A new Technology and Innovation Report by the United Nations Conference on Trade and Development (UNCTAD) highlights these concerns, citing Kenya and Uganda among the developing countries where data annotators earn some of the lowest wages globally—often as little as $2 (about Sh260) per hour.

According to the report, workers frequently face exploitative conditions, including long hours—up to 10 per day—repetitive tasks, and minimal opportunities for career advancement.

“In the data preparation stage, employment can involve exploitative, often precarious working conditions,” UNCTAD notes.

“Data annotators in developing countries often experience difficult conditions…with limited opportunities for career advancement, for example in Kenya and Uganda.”

Risk of diskilling

The UN body further flags the risk of “deskilling,” particularly where highly educated individuals—some with graduate or STEM degrees—are relegated to low-skill microtasks such as image annotation or content moderation.

“In India and Kenya, for example, a survey on microtask platforms and BPO companies showed that highly educated workers were often assigned relatively low-skill tasks,” the report states.

“Such significant wastes of human capital may be exacerbated in increasingly connected job markets, in which tasks are outsourced globally.”

Ken Okolo, Head of Commercial Partnerships for the Middle East and Africa at the UK-based Raspberry Pi Foundation, says the problem goes beyond a skills gap—it’s also about finding the right kind of expertise.

“A key challenge is getting the right talent—people who have properly studied AI—so that we ensure models are trained effectively to perform their intended tasks,” says Mr Okolo.

Other barriers

The lack of skilled talent adds to a host of other barriers that have slowed AI uptake in Kenya.
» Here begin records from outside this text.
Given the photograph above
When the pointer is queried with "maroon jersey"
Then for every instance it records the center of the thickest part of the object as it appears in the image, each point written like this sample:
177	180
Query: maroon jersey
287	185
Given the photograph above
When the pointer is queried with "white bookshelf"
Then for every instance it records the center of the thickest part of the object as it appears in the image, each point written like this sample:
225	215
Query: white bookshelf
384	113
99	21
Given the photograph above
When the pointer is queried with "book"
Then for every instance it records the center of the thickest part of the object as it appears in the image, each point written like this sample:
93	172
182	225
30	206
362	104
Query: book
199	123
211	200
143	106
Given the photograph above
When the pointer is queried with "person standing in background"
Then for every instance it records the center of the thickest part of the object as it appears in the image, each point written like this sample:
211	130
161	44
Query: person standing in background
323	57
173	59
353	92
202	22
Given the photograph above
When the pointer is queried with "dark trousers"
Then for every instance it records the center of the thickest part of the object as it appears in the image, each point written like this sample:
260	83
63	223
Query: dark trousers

These include data scarcity, underdeveloped tech infrastructure, and public apathy towards AI applications.

One persistent challenge is the lack of locally aggregated data, which forces developers to rely on datasets from other regions—an approach that can introduce biases and limit the relevance of AI solutions to the Kenyan context.

Experts have called on Kenyans to digitise key aspects of daily life to build a local data bank that supports the creation of context-specific AI models.

In response, Kenya has taken legislative steps, enacting the Data Protection Act in 2019 to regulate the processing and use of personal data and establish a licensing framework for data handlers.

Pivoting

Despite these challenges, some corporate firms that have adopted AI report increased operational efficiency, suggesting that returns—though limited—are possible.

In an effort to scale this success, the Kenyan government recently unveiled a national AI deployment strategy focused on healthcare, education, and agriculture.

The plan is built on three pillars: modernising digital infrastructure, creating a robust data ecosystem, and incentivising the development of localised AI models and solutions.

Whether this strategy will be enough to overcome the deep-rooted challenges remains to be seen—but the path to an inclusive AI future in Kenya hinges heavily on improving both skills development and workforce incentives.